Forse l’uomo che meglio capì il rapporto fra parola di Dio e speranza fu un pagano, il centurione romano che, dopo aver supplicato Gesù di guarire il suo servo malato, di fronte all’immediata disponibilità del Signore si dichiarò indegno che egli andasse a casa sua e gli disse: “Di’ soltanto una parola e il mio servo sarà guarito!”. Gli bastava una parola di Cristo per avere speranza certa nella salvezza da Lui operata. La fede ha permesso al centurione di capire che ciò che suscita speranza nella parola di Dio è che è, appunto, una parola di Dio, cioè la parola che colui che fa tutte le cose rivolge personalmente al nostro bisogno di salvezza e di vita eterna. Lo ha capito anche Pietro in un momento che poteva essere di disperazione perché tutti avevano abbandonato il Signore e restavano con Lui solo pochi discepoli impacciati e insicuri: “Signore, da chi andremo? Tu hai parole di vita eterna”. Le parole di Gesù rimanevano per Pietro e i suoi compagni come l’ultimo filo di speranza in una pienezza di vita che potevano attendere solo da Dio. Ma perché e come la speranza di Pietro, come quella del centurione, poteva aggrapparsi alla parola di Cristo? Cosa dà alla parola del Signore questa potenza, questa solidità per cui ci si può abbandonare ad essa con tutto il peso della vita, con tutto il peso della nostra vita in pericolo di scivolare nella disperazione, nella morte, nel nulla? Cosa permette a chi ascolta questa parola di riconosce che a Colui che la pronuncia ci si può abbandonare con totale fiducia? Questo è possibile se la parola del Signore raggiunge il cuore non come promessa di qualcosa ma come promessa di qualcuno, e di qualcuno che ama la nostra vita di un amore onnipotente, che può tutto per coloro che ama e si affidano a Lui. Molti hanno abbandonato Gesù, dopo il discorso sul pane di vita nella sinagoga di Cafarnao, dicendo “Questa parola è dura! Chi può ascoltarla?”. Come mai la parola di Gesù era per loro una ragione di partire quando per Pietro e gli altri discepoli era l’unica ragione di restare con Lui? Il fatto è che i primi avevano ascoltato la sua parola separandola dalla sua fonte, Cristo stesso.

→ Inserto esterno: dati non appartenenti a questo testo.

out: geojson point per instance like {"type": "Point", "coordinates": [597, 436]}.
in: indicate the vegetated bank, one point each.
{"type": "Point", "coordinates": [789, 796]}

Pietro e i discepoli, invece, non potevano astrarre nessuna parola di Gesù dalla sua presenza, cioè dal rapporto con Lui, dalla sua amicizia. La parola di Dio può essere fonte di speranza se per noi Dio rimane la fonte della parola stessa. Solo se ascoltiamo la parola dalla voce del Verbo presente, che ci guarda con amore, essa può alimentare in noi una speranza incrollabile, perché fondata su una presenza che non viene mai meno. La parola di Dio è una promessa in cui non solo colui che promette è fedele, ma rimane incluso nella promessa stessa, perché Cristo ci promette se stesso. Questo legame indelebile della parola di Dio con la sua presenza, così radicale da quando “il Verbo si fece carne e venne ad abitare in mezzo a noi” fino a morire in croce per noi, è la coscienza e la promessa di tutto l’Antico Testamento. Come quando il salmo 27 grida al Signore: “Se tu non mi parli, sono come chi scende nella fossa!”. L’uomo ha in sé la coscienza profonda, ontologica, che se Dio non gli parla, se Dio non lo crea ad ogni istante con la sua parola, per lui è inevitabile la morte, il dissolvimento della vita, perché Dio crea dicendo tutto nel Verbo per mezzo del quale esistono tutte le cose. Uno può vivere senza ascoltare la Parola che lo fa con amore, ma così fa esperienza, come tanti oggi, di una vita inconsistente, di una vita dissipata, che sfugge dalle nostre mani incapaci di trattenerla. Invece, ci è data la grazia di vivere ascoltando, di vivere tesi ad ascoltare il Signore che sta costantemente alla porta della nostra libertà, bussando e chiedendo di entrare.
Ci è dato di vivere ascoltando la sua voce che ci chiama alla comunione con Lui, a un’amicizia infinita, permettendo così allo Spirito di generare in noi e fra noi una vita nuova, traboccante di speranza, non in qualcosa, ma in Dio che adempie la promessa della sua presenza nell’istante stesso in cui la sua parola la esprime.